Con el correr del tiempo, como corresponde a las leyes de la naturaleza, tus compañeros de lucha se fueron muriendo poco a poco, unos vencidos por la vejez y otros liquidados por las enfermedades propias de los mineros, como son la tuberculosis y la silicosis. De la vieja guardia de los poristas no quedó casi nadie, salvo unos cuantos que sobrevivieron a las adversidades de la minería, a la nefasta relocalización de 1985, a las medidas antinacionales de los gobiernos neoliberales y al Proceso de Cambio que, durante las dos primeras décadas del siglo XXI, dejó tantas ilusiones como desilusiones en los sectores más desposeídos de la nación, que sigue conservando el estatus quo de una sociedad clasista, donde pocos tienen mucho y muchos no tienen nada.

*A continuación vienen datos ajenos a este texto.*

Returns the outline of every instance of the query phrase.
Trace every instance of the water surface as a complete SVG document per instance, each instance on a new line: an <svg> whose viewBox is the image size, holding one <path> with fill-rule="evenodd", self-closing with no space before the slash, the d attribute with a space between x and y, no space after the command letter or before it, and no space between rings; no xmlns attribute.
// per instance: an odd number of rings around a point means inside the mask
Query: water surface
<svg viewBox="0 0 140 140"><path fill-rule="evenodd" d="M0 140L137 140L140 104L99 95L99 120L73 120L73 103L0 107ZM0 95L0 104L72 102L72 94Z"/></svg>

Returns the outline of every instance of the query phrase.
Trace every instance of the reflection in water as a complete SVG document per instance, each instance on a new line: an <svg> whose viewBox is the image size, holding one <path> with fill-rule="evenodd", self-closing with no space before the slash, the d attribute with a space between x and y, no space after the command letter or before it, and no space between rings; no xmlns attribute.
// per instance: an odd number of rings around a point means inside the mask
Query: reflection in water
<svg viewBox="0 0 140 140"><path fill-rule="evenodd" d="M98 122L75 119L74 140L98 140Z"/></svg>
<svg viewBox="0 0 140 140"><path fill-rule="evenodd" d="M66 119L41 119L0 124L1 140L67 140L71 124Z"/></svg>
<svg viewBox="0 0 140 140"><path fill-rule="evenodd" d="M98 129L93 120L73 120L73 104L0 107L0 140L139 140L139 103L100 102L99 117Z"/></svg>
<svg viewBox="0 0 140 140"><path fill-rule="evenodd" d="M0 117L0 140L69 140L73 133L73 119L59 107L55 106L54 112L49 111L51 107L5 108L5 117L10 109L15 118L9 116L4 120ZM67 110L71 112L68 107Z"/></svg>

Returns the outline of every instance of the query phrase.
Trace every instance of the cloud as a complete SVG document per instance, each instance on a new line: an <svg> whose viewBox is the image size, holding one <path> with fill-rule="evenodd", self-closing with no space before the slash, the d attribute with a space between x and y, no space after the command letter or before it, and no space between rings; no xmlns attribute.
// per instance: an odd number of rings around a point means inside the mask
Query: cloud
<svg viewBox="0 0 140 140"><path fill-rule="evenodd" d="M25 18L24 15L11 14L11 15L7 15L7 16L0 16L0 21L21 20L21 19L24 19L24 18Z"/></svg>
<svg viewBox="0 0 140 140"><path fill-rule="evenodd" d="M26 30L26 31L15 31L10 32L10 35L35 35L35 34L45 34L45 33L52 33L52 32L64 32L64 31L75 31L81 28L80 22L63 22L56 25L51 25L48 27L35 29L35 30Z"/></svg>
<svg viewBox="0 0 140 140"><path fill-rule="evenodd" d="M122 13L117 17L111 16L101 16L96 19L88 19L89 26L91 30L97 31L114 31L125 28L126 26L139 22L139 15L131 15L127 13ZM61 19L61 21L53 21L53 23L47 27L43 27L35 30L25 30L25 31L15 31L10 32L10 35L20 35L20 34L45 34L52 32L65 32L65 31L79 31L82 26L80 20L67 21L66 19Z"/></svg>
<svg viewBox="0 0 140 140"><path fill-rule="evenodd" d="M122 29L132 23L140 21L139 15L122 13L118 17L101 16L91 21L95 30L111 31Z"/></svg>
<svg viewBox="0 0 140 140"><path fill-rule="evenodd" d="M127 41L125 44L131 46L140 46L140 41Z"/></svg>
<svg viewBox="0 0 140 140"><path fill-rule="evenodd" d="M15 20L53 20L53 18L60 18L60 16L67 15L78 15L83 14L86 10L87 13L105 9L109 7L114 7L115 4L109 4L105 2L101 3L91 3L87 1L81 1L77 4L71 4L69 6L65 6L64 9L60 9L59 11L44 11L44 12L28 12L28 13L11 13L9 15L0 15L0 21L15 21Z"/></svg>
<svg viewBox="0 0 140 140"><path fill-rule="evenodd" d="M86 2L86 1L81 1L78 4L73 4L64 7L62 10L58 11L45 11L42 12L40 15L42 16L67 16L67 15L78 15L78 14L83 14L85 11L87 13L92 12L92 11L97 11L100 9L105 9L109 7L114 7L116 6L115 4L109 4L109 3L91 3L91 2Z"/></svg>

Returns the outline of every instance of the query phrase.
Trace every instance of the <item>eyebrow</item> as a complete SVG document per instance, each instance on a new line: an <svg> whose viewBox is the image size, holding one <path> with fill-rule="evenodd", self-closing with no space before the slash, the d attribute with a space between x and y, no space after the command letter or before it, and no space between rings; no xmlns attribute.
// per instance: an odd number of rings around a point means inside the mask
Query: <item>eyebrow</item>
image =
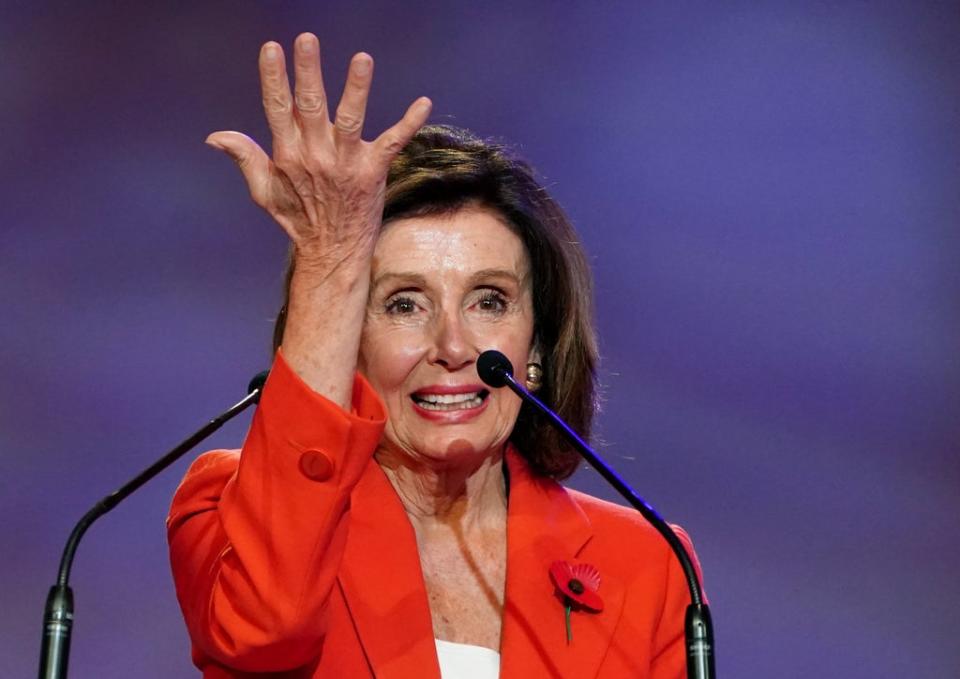
<svg viewBox="0 0 960 679"><path fill-rule="evenodd" d="M490 280L491 278L506 278L520 287L523 286L526 280L526 276L520 277L515 271L509 269L481 269L470 276L470 283L475 285L481 281Z"/></svg>
<svg viewBox="0 0 960 679"><path fill-rule="evenodd" d="M506 278L507 280L515 283L518 287L523 287L527 281L527 276L517 276L516 272L509 269L481 269L480 271L471 274L468 284L473 286L483 281L496 278ZM378 290L388 284L397 284L416 288L429 287L427 285L427 279L424 278L423 274L415 273L413 271L388 271L377 276L373 280L371 287L374 290Z"/></svg>
<svg viewBox="0 0 960 679"><path fill-rule="evenodd" d="M390 283L403 284L409 287L425 288L427 286L427 279L418 273L413 273L410 271L400 271L396 273L387 272L374 278L370 287L374 290L377 290Z"/></svg>

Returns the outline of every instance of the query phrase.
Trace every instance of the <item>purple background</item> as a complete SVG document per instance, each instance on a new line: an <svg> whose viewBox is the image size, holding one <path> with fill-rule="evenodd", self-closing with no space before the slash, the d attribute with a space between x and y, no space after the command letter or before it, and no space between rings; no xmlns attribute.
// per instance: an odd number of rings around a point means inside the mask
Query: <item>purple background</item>
<svg viewBox="0 0 960 679"><path fill-rule="evenodd" d="M567 207L605 453L693 534L722 677L960 674L957 3L7 2L4 676L73 523L267 363L284 236L202 141L267 140L257 51L302 30L331 92L377 59L369 131L429 95ZM81 545L72 676L194 676L187 464Z"/></svg>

¡Ah!, ¿qué pasaría si volvieras a levantarte de tu tumba y vieras cómo van las cosas? A lo mejor volverías a morirte de solo ver a tus compañeros relocalizados, quienes aprendieron a sobrevivir en territorios extraños y en condiciones desfavorables, luego de haber dejado sus pulmones en los socavones y haber enriquecido con el sudor de su frente a los explotadores; peor aún, si te contara que ya nada es como en tu época, que hasta los más osados tienen miedo de avanzar contra la corriente, que casi todos lloran lágrimas de cocodrilos después de la caída del comunismo real y se mimetizan como camaleones para acomodarse a la nueva realidad impuesta, una vez más, por los eternos dueños del poder político y financiero.
Así están las cosas, las “banderas revolucionarias” flamean en la misma dirección hacia donde soplan los vientos de la derecha reaccionaria y los dirigentes cooperativistas, aparte de tener más interés por el dinero que por abolir el sistema capitalista, son más amigos de tus enemigos y menos amigos de quienes están dispuestos a seguir tu ejemplo, un ejemplo digno para cualquier ser humano que piensa más en el bienestar de los demás que en el bienestar de su propia vida.
A tiempo de dejar de contemplar tu busto de granito, bañado en pan de oro bajo la inmensidad añil del cielo, y a la hora de retirarme de la gloriosa Plaza del Minero, no me queda más que añadir que ya no estás solo en tu pedestal, sino acompañado por las plaquetas que nos recuerdan al fundador del POR, José Aguirre Gainsborg; a tu compañero de lucha Julio C. Aguilar; al líder sindical Isaac Camacho, cuya imagen en altorrelieve dignifica el estoicismo minero; al autor de la Tesis de Pulacayo y principal ideólogo del marxismo boliviano, Guillermo Lora, quien, con la gorra calada hasta media frente, tiene la mirada tendida en el horizonte, como si más allá de los afamados cerros de Llallagua-Siglo XX estuviesen las anchas alamedas de la revolución proletaria.